Laplace Transform Homotopy Perturbation Method for the Two Dimensional Black Scholes Model with European Call Option

1
Department of Mathematics, Faculty of Science, Mahidol University, 10400 Bangkok, Thailand
2
Centre of Excellence in Mathematics, PERDO, Commissionon Higher Education, Ministry ofEducation, 10400 Bangkok, Thailand
3
Department of Mathematics, Faculty of Applied Science, King Mongkut’s University of Technology North Bangkok, 10800 Bangkok, Thailand
*
Author to whom correspondence should be addressed.
Math. Comput. Appl. 2017, 22(1), 23; https://doi.org/10.3390/mca22010023
Submission received: 24 December 2016 / Revised: 7 February 2017 / Accepted: 20 February 2017 / Published: 27 February 2017

Abstract

:
The Black Scholes model is a well-known and useful mathematical model in financial markets. In this paper, the two-dimensional Black Scholes equation with European call option is studied. The explicit solution of this problem is carried out in the form of a Mellin–Ross function by using Laplace transform homotopy perturbation method. The solution example demonstrates that the proposed scheme is effective.

1. Introduction

In the financial market, contracts between buyers and sellers are called options. Generally, options are divided into two types: call option (the right to buy) and put option (the right to sell). In both types, holders can buy or sell the underlying asset before the options’ expiry date at a strike price or a fixed price.
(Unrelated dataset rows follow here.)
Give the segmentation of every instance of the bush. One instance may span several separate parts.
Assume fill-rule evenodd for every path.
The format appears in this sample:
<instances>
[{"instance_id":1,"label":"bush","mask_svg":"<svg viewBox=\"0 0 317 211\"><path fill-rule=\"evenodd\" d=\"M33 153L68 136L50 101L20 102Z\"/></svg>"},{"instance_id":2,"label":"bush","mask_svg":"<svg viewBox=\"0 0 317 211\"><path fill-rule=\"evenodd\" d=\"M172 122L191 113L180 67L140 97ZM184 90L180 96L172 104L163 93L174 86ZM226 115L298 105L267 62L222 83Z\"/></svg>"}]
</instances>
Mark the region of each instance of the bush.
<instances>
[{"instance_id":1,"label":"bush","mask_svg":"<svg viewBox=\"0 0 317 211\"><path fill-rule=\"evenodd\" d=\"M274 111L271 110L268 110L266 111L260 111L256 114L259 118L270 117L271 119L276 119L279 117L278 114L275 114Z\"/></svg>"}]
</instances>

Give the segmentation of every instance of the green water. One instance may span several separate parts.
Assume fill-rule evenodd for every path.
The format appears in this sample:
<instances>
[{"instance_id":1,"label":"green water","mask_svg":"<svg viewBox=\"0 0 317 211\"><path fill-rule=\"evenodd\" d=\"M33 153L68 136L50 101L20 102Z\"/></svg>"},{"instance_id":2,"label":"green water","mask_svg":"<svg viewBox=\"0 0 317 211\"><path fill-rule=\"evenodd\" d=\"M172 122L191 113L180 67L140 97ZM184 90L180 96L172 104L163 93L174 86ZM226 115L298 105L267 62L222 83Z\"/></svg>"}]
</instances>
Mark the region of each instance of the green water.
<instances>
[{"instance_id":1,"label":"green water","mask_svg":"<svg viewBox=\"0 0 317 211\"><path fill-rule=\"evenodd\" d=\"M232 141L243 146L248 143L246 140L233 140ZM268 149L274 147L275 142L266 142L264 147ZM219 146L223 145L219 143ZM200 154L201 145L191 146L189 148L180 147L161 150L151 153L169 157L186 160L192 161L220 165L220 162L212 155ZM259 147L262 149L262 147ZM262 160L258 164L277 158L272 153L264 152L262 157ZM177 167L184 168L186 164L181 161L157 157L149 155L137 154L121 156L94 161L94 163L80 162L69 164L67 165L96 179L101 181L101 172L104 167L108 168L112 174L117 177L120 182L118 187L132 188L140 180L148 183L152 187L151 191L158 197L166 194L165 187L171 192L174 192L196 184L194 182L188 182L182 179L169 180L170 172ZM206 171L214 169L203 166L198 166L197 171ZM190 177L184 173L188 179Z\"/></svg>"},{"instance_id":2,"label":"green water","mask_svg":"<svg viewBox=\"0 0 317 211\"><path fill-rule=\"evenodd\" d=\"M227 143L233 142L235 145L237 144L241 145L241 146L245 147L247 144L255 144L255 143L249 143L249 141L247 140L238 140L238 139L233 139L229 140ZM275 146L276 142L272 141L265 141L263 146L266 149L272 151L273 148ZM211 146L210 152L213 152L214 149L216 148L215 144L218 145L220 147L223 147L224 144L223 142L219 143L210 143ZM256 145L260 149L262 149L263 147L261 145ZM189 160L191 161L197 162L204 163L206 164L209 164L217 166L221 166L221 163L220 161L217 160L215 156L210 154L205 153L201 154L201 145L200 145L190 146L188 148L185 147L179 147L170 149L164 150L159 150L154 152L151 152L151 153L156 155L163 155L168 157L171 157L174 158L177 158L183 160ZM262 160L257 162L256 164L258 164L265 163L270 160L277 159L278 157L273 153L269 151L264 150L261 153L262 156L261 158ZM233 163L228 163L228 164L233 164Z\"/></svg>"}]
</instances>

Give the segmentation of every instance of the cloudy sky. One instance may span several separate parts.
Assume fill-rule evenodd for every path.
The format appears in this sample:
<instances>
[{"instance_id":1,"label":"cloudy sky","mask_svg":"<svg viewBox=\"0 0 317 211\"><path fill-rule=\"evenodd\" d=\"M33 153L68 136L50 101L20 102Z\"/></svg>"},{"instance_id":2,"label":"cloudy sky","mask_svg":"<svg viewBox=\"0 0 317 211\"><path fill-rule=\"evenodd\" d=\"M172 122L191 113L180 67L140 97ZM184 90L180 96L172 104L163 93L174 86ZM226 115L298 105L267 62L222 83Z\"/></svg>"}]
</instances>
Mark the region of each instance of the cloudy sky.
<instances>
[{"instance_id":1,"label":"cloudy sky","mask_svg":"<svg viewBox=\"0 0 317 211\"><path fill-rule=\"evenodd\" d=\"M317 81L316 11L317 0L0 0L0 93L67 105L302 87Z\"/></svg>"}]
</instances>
Considering only call options, European and American call options are usually concerned. European call options may be brought only on the options’ expiry date, whereas American call options may be brought before that time.
According to the benefit of European option pricing about trade at a discount, we are thus interested in the European option. The European option occurs in the way that holders buy the products from sellers. Before this process can happen, both the buyers and sellers have an agreement about the price and date on which the product will be received and payment will be made. The purchasing process of the products can be considered as the process of buying the underlying asset in the market.
To study the financial derivative in the market, the Black Scholes model proposed by Black and Scholes [1] in 1973 is used. The concept of their model is hedging and eliminating the risk of option pricing for purchasing and selling of underlying assets. The European call option price of this model varies over time and stocks price. In addition, the price of assets is modelled by a geometric Brownian motion with a constant drift and volatility.
In recent years, the Black Scholes equation was used to investigate the behavior of the option pricing. Since the option pricing in a market is dependent on other markets, the multidimensional Black Scholes equation is more efficient than the one dimensional version. There are various methods to find the solution of multidimensional Black Scholes model; for example, a radical basic function (RBF) method [2,3,4,5,6], the Mellin transform method [7], finite different method [8,9,10,11,12], a collection method with the quantic B-spline function [13], and homotopy perturbation method (HPM) [14,15].
One of most commonly used is the homotopy perturbation method [16,17,18,19], which is an alternative method of finding the solution as an infinite series. The solution obtained from HPM converges rapidly to the exact solution. There are many researchers applying HPM to engineering and biological problems [20,21,22,23,24,25,26,27], confirming that HPM has become a potential tool for solving mathematical problems [17]. However, some complicated problems cannot be solved using HPM alone. Therefore, many researchers [28,29,30] proposed Laplace transform homotopy perturbation method (LHPM), which is a combination of Laplace transform and HPM.
In this work, we study the two-dimensional Black Scholes equation with basket option based on European call option. The explicit solution is carried out by using Laplace transformation homotopy perturbation method. The rest of this paper is organized as follows. In Section 2, the mathematical model for two-dimensional Black Scholes equation with basket option based on European call option is presented. In Section 3, the basic ideas of Laplace transform homotopy perturbation method are shown. Moreover, the two dimensional Black Scholes equation with basket option based on European call option is solved by using LHPM as shown in Section 4. The solution example is illustrated in Section 5. Finally, we present a conclusion in Section 6.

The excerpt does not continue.